Virtual Audits Uncover Surprising Trends in Building Energy Efficiency

Here’s what data from 500 buildings tells us about efficiency opportunities.

Over the last few years, the handful of startups developing virtual energy auditing services have cumulatively analyzed well over a billion square feet of commercial buildings. While virtual audits -- also known as no-touch audits or rapid energy modeling -- aren't yet an industry standard, they continue to gain momentum.

By profiling a building's energy consumption using meter data, mapping tools and even pictures of the structure, virtual audits offer a faster, lower-cost way of targeting efficiency opportunities. They are not as detailed as putting an auditor on site, but they can help utilities and energy service professionals quickly find the best targets.

With so many buildings now getting the virtual auditing treatment, companies are finding some interesting trends amidst all that data. 

Earlier this year, FirstFuel looked at 60 million square feet of buildings in its database and found that over half of the efficiency opportunities were simple behavior changes and tweaks in operations. If scaled up to the entire commercial building stock across the U.S., the company concluded that $17 billion in savings could theoretically be realized with no equipment retrofits at all.

Retroficiency, another up-and-comer in the space, is out with its own report today featuring some insights gained through its auditing platform. The company took a sample of 500 commercial buildings and looked at different scenarios for energy savings potential. It found five important trends.

1. High-potential buildings offer way more savings than low-potential buildings.

This seems pretty obvious. But the difference between high-potential buildings and low-potential buildings is much greater than it may appear. Retroficiency found that the top 20 percent of buildings sampled had savings potential of more than 40 percent, while the bottom 20 percent only offered 3 percent savings. This proves the importance of prioritization for utilities and organizations with large portfolios of buildings.

“Optimized targeting is a big topic of discussion amongst utilities, energy service providers, and other customers. It’s no surprise, given orders of magnitude difference between a building with high potential and one with low potential," said Retroficiency CEO Bennett Fisher.



2. Traditional metrics for measuring energy intensity aren't great tools for gauging savings.

The two most common benchmarking tools, Energy Star and Energy Use Intensity (EUI), are used to compare buildings with similar characteristics. But Retroficiency found that they're not great indicators for targeting the best immediate savings potential. For example, offices with a higher EUI are likely to have data centers attached, which may make it harder or more costly to cut energy consumption.

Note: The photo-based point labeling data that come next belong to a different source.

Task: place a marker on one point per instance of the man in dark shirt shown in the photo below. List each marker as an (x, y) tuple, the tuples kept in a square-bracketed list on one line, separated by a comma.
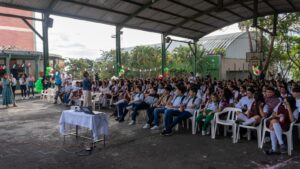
[(86, 88)]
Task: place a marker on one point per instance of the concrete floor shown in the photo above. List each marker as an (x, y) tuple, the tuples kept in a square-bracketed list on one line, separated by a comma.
[(29, 138)]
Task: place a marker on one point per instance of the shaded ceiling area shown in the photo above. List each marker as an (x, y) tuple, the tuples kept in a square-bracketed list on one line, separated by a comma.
[(191, 19)]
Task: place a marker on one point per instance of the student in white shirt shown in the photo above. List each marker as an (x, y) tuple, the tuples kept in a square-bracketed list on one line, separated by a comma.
[(246, 101), (185, 111), (296, 95), (150, 99), (174, 104), (23, 86), (208, 113)]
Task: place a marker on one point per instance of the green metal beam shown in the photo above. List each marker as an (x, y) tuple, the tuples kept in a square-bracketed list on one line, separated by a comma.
[(197, 10), (118, 50), (134, 14), (195, 57), (45, 41), (33, 29), (163, 53), (36, 62), (126, 14), (20, 17), (7, 63)]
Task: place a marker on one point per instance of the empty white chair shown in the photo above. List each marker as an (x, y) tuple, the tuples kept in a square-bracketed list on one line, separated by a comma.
[(229, 121), (288, 134), (194, 124), (249, 128)]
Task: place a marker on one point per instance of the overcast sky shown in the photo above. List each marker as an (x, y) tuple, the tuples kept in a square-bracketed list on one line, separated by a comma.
[(81, 39)]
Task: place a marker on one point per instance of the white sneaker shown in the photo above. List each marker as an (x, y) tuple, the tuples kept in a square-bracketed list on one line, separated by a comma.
[(155, 127), (131, 123), (146, 126)]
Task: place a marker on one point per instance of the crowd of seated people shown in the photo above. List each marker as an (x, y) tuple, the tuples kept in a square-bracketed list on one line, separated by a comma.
[(168, 102), (69, 93)]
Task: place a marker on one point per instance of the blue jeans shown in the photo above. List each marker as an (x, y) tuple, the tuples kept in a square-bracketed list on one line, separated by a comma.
[(121, 109), (136, 107), (168, 118), (30, 89), (66, 98), (156, 113)]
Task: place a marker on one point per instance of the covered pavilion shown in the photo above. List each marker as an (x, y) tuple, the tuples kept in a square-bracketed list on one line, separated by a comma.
[(190, 19)]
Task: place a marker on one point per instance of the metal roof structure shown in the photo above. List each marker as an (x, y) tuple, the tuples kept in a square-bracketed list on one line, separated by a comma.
[(191, 19), (220, 41), (26, 54)]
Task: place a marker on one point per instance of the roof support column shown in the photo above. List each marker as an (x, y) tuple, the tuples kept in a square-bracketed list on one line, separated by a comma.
[(163, 54), (36, 63), (195, 57), (193, 49), (7, 63), (45, 41), (118, 49)]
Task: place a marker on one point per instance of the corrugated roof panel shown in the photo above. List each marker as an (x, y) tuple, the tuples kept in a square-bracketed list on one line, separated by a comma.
[(114, 12), (220, 41)]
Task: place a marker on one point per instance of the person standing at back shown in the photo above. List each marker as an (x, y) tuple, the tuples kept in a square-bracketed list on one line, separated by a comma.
[(23, 86), (7, 94), (30, 83), (86, 87), (13, 83)]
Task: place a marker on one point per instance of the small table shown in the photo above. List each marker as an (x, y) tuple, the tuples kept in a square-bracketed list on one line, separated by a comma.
[(97, 123)]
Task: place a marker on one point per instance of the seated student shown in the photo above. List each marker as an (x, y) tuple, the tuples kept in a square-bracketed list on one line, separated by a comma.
[(68, 91), (150, 99), (226, 99), (207, 113), (271, 101), (72, 98), (296, 95), (59, 93), (185, 111), (255, 111), (174, 104), (104, 91), (75, 97), (283, 91), (284, 114), (246, 101), (163, 100), (138, 97)]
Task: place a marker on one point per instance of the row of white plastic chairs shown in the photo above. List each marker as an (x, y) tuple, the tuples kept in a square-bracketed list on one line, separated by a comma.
[(230, 114)]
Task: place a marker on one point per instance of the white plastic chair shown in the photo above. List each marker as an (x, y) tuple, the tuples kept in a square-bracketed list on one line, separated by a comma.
[(194, 124), (288, 134), (51, 95), (230, 113), (249, 128), (44, 95)]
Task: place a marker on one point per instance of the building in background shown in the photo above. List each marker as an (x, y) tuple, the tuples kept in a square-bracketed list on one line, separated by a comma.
[(18, 46), (231, 64)]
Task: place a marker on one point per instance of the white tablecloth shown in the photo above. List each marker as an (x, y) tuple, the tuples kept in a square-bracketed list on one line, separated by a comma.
[(98, 123)]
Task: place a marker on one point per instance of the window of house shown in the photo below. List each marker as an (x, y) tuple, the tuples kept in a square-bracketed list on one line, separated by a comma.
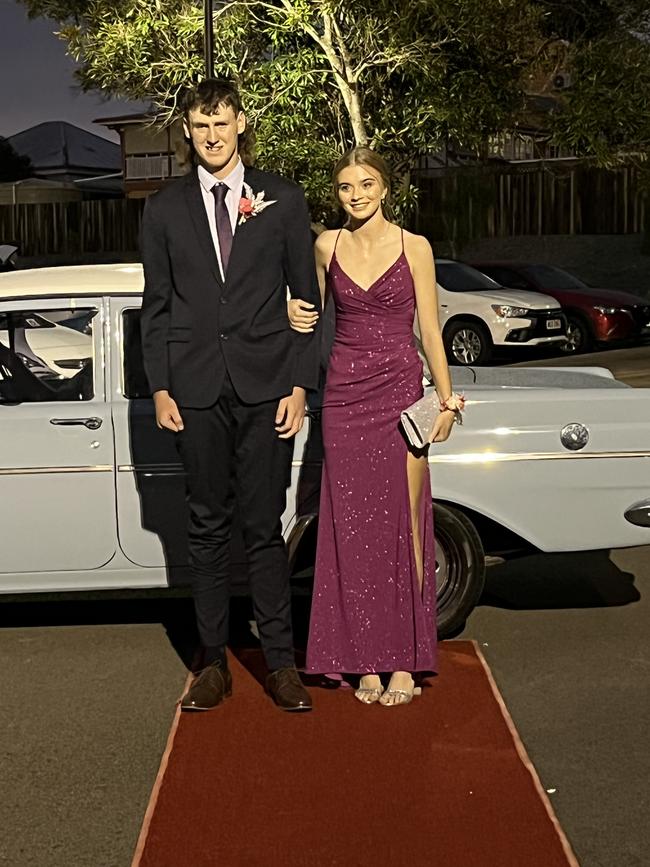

As the scatter plot below shows, office buildings with a lower EUI may actually be the fastest way to cut energy use. Again, this goes back to understanding which buildings in a portfolio to prioritize first.

3. End-use consumption doesn't necessarily correlate with savings potential.

Heating and cooling equipment often represents the highest proportion of energy consumption in facilities, but it doesn't always offer the best savings. For example, although lighting only makes up about 15 percent of energy use in a commercial office building, it can offer more than 30 percent of the energy savings potential because of its quick payback. As the chart below shows, the same is true in other types of facilities as well. 

 

4. Extending a payback period can offer a lot more savings.

Building owners are always looking to pay back their efficiency investment in the shortest period possible. But Retroficiency found that increasing payback periods from short-term to mid-term in length offers an additional 3.4 percent of annual savings on average. This allows for bundling projects together, reaping more savings than a one-off measure that may be attractive only because it offers a rapid payback.

5. Saving energy and reducing carbon emissions can be two separate strategies.

There's a strong correlation between CO2 savings and energy savings, but the relationship isn't always direct. Investing in LED lighting may reduce electricity consumption in a building, but it could also force the heating system to work harder without conventional lights providing added warmth. This could actually increase carbon emissions, depending on how much the fuel mix is shifted. Before investing in retrofits, it's important to distinguish between a carbon reduction strategy and energy reduction strategy.

As virtual auditors continue to comb through America's building stock, expect insights like these to emerge.

“We have to be more comprehensive when we evaluate buildings -- both in terms of measures and how combinations of measures fit within each decision-maker’s specific goals and thresholds. Any one building may have a huge incremental savings opportunity when all of the options are considered,” said Fisher.